Pour Jean-Paul Fitoussi, directeur de l'Observatoire français des conjonctures économiques (OFCE), une projection n'est pas une prédiction et encore moins une prévision, mais seulement un exercice qui permet de réfléchir aux conditions du présent.

Il considère comme incontestable le fait que les conclusions des études menées sur la réduction du temps de travail peuvent servir à manipuler l'opinion. Il précise qu'il se trouvera toujours un parti ou un groupe de pression pour utiliser les conclusions des travaux des chercheurs dans le sens qui lui est le plus favorable.

Evoquant des simulations réalisées sur un scénario noir caractérisé par une forte dégradation du climat social, des entreprises refusant toute réorganisation et des salariés exigeant une compensation salariale intégrale, Jean-Paul Fitoussi a précisé que le projet du Gouvernement pourrait se traduire par une destruction nette de 100.000 emplois accompagnée d'une dégradation des équilibres économiques (davantage d'inflation, perte de près de quatre points de croissance, etc.). Il a estimé également qu'entre le scénario rose et le scénario noir, il existait toute la palette des scénarios gris.

Evoquant la projection tablant sur une création nette de 470.000 emplois, il a insisté sur la rigueur des conditions à respecter pour arriver à ce résultat : nette augmentation de la productivité, modération salariale, maintien de la durée d'utilisation des équipements et réorganisation des entreprises. Evaluant le résultat au regard des efforts nécessaires, il a estimé que le résultat était décevant puisqu'il ne représentait qu'une baisse d'un peu plus d'un point du taux de chômage.

Le directeur de l'OFCE déclare être, quant à lui, réservé sur le partage du travail comme solution au problème de l'emploi, car elle lui semble être une solution de résignation. Elle est fondée sur l'hypothèse que l'économie ne peut plus atteindre le plein emploi. Il est convaincu qu'" une politique de croissance pourrait dans les conditions présentes combattre beaucoup plus efficacement le chômage, et que l'amélioration des niveaux de vie qui s'ensuivrait conduirait beaucoup plus sûrement, mais cette fois spontanément, à la réduction du temps de travail . ".

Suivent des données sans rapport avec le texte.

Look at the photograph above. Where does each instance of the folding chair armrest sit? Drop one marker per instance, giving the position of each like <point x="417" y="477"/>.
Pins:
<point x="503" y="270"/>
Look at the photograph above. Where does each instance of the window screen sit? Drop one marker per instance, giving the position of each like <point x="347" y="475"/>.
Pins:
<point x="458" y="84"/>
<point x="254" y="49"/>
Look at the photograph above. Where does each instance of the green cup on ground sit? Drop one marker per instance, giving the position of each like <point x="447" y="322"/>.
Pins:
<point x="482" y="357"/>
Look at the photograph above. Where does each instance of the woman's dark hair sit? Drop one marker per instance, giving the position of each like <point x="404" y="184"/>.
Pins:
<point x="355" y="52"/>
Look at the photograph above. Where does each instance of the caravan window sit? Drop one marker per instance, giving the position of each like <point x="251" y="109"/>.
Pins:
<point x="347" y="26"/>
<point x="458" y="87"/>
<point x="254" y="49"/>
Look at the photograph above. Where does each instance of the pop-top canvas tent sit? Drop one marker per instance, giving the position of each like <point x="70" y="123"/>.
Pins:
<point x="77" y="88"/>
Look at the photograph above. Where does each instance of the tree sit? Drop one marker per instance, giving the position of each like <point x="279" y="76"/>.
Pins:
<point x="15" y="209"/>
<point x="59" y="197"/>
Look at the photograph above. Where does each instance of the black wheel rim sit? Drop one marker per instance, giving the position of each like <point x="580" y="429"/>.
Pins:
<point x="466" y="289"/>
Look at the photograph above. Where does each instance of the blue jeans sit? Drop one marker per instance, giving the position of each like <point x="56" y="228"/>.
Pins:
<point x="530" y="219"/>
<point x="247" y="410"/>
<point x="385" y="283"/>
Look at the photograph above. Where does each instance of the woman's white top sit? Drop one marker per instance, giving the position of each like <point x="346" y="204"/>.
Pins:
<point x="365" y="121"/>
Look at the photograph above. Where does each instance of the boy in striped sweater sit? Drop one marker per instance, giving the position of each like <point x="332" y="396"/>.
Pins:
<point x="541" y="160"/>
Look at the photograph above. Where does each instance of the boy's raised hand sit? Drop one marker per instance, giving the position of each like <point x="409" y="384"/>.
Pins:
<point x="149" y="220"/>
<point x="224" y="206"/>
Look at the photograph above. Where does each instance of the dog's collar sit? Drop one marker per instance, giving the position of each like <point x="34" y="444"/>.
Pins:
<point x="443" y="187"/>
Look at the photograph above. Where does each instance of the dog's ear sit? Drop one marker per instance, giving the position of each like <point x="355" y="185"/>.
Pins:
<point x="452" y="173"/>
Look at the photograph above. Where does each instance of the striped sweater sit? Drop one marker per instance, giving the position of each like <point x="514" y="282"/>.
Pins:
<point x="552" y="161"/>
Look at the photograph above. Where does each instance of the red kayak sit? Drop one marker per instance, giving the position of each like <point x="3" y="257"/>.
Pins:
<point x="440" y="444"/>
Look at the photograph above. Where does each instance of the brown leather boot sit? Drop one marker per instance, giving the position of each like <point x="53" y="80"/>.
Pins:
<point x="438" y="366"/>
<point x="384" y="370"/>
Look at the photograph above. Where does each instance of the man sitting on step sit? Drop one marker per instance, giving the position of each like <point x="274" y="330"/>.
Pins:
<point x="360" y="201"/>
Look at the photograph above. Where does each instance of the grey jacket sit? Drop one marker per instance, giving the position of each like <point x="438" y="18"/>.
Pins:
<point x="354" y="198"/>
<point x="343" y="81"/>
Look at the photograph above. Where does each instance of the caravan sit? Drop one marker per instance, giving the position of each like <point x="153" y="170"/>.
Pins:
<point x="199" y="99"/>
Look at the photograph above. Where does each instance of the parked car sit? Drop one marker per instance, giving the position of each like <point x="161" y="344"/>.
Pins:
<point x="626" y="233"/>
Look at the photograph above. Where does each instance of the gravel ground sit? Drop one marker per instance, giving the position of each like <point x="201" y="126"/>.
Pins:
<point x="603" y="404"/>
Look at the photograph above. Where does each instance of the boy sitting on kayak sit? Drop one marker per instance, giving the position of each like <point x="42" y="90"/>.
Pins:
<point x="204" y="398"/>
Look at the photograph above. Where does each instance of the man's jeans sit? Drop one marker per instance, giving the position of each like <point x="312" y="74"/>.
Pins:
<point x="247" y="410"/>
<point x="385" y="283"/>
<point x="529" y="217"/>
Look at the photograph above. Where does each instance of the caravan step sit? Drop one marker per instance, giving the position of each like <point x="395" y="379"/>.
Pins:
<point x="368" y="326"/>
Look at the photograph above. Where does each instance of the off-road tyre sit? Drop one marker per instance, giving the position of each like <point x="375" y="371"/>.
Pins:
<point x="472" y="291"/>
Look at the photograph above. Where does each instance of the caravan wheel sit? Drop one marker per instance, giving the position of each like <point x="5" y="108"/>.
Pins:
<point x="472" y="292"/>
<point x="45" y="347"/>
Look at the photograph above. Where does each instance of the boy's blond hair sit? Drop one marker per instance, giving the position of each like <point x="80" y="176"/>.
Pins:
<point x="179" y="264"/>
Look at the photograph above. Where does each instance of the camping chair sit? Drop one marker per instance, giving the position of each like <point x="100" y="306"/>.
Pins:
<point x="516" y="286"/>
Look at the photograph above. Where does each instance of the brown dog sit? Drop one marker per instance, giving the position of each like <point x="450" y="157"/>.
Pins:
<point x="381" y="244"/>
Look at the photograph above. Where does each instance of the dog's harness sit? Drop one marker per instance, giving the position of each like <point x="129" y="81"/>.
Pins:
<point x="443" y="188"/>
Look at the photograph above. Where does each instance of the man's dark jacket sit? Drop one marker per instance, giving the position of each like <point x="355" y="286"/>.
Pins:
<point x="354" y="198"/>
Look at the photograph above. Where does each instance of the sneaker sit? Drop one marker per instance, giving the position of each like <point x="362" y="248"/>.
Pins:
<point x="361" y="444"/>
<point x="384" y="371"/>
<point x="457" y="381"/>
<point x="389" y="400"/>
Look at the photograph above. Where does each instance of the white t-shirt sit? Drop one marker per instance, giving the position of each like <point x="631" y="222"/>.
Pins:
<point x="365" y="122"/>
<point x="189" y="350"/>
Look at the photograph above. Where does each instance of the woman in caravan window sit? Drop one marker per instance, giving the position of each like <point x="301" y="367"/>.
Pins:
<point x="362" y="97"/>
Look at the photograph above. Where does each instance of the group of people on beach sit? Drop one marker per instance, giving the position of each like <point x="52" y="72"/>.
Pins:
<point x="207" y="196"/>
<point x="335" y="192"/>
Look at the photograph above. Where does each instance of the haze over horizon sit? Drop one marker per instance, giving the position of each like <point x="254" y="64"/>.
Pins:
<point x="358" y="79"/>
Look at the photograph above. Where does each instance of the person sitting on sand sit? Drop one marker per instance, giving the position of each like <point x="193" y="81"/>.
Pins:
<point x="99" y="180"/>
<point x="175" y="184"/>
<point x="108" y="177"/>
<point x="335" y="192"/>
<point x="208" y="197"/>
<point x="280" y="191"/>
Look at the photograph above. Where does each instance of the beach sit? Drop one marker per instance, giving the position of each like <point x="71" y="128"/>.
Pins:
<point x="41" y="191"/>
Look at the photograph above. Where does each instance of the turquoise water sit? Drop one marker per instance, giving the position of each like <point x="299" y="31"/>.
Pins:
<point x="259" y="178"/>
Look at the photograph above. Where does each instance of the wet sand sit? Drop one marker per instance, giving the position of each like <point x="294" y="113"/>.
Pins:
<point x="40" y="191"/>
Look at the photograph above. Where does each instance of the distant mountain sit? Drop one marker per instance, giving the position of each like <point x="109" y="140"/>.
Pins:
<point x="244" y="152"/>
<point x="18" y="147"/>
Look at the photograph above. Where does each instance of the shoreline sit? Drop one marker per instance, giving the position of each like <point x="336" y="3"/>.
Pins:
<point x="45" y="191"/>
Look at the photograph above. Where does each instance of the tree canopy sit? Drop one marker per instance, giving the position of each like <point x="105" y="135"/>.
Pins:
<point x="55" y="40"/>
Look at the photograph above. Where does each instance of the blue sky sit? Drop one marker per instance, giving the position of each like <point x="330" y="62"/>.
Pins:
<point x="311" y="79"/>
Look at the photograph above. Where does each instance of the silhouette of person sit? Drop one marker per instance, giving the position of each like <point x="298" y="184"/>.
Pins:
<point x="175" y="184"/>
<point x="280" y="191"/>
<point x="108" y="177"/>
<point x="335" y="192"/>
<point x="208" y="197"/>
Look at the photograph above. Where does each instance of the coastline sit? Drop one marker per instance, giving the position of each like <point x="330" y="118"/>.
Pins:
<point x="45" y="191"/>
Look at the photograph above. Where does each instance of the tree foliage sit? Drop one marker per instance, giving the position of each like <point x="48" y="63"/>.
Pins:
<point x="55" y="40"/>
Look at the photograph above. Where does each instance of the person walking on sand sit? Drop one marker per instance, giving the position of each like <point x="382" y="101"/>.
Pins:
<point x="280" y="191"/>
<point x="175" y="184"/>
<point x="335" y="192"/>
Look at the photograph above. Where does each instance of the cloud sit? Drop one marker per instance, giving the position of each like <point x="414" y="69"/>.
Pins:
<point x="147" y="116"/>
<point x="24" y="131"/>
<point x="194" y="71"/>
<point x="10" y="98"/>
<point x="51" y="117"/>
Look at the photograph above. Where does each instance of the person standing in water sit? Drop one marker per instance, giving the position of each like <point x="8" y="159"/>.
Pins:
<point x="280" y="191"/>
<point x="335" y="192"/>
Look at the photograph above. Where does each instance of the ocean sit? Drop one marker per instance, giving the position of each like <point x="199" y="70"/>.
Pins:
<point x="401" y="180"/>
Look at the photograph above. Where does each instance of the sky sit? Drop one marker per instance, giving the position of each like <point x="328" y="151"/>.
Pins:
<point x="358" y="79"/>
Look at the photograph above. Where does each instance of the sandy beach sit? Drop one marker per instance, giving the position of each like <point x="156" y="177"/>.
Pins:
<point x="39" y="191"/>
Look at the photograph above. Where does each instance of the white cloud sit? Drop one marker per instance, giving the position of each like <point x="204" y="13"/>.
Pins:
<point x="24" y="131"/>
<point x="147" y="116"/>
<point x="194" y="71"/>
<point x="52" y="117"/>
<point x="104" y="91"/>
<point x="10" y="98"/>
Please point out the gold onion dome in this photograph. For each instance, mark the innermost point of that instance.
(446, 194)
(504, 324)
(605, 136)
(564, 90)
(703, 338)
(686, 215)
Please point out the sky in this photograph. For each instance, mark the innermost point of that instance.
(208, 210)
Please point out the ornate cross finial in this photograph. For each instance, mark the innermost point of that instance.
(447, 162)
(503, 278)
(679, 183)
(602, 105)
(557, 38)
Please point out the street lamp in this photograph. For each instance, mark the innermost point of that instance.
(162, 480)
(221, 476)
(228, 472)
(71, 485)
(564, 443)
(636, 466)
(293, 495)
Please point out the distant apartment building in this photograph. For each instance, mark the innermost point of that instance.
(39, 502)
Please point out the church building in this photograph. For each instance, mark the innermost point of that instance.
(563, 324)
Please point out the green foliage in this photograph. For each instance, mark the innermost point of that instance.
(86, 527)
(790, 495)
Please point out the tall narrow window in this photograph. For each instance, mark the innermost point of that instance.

Votre commission vous invite donc à considérer ces simulations avec la plus grande prudence. Ceci d'autant plus que le détail des études réalisées par la Direction de la prévision ne lui ont pas été communiquées. Il aurait pourtant été intéressant de connaître toutes les hypothèses qui ont déterminé les résultats obtenus.

Quoi qu'il en soit et compte tenu du caractère proprement expérimental de la décision qu'il a prise, on peut s'étonner que le Gouvernement ait pu annoncer des centaines de milliers de créations d'emplois sans prendre en compte l'immense déception que pourraient engendrer des résultats beaucoup plus modestes.